(excerto de um policial ainda em elaboração)
Fernando, aproveitando o fim-de-semana, levantou-se cedo deixando Mariana a dormir. Depois de tomar banho, vestiu um fato de treino e foi dar uma volta pela cidade. Gostava de deambular pelas ruas olhando as pessoas com quem se cruzava. Foi assim que conseguiu a maioria das ideias que complementaram os livros que escrevia. Sabia que não tinha grande talento para a literatura e como tal, uma vez que gostava de escrever, dedicara-se ao romance policial. O reencontro com o seu amigo Anselmo, companheiro do liceu, agora inspector da judiciária, proporcionara-lhe ter vivido e continuar a viver casos reais. Cogitava na vida e no porquê das pessoas enveredarem pelo caminho do mal e da podridão. Não aceitava mas compreendia que o homem pudesse enveredar, muitas vezes pelo caminho da violência. O Ciúme, os desencontros amorosos, as traições, as palavras amargas, poderão fazer um ser humano exorbitar e entrar em violência verbal e até física, mas viver do mal dos outros? Assenhorearem-se do alheio? Matar por prazer? Violar? Maltratar crianças? Como era possível? Nestas alturas vinha-lhe à cabeça que a maioria dos indivíduos que assim procediam, eram os chamados tementes a deus. Cometiam os maiores pecados e depois corriam até a um padre confessando-se e obtendo uma absolvição que os consolava, até uma próxima vez.
Para ele, a ideia de deus era inconcebível, tão inconcebível como o fantasma da sua avó andar lá por casa a tomar conta de tudo e todos, programando a vida deles. A maioria das pessoas crê num deus pessoal que tudo vê, tudo controla, tudo programa.
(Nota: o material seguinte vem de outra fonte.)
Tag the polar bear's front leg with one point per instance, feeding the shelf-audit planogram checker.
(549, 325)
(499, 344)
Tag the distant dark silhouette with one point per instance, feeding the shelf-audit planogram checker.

Alguns intelectuais, não acreditando nisso, acham que ao homem foi dado o livre arbítrio, mas que existirá um deus cósmico, muito acima dos humanos, que com a sua batuta rege os princípios universais. Os maçónicos, normalmente anti-clericais, chamam-lhe o grande arquitecto. Carl Sagan diz, “isto é um mundo de idiotas”. Ao conhecer-se cada vez mais o universo, ficamos com consciência que a terra é um grão de areia no cosmos. Por que raio havemos nós de ter um deus? O que faz ele nos planetas desabitados? O que fez ele durante os milhares de milhões de anos em que não houve seres humanos? Pois! A mente humana tem muita força e cria deuses para se poderem perpetuar para além da morte. Não aceitando o fim de tudo, criam uma outra vida obra de deuses. Estava farto de dizer isto, mas tirando a família e meia dúzia de amigos, os outros olhavam-no como se do demónio em pessoa se tratasse.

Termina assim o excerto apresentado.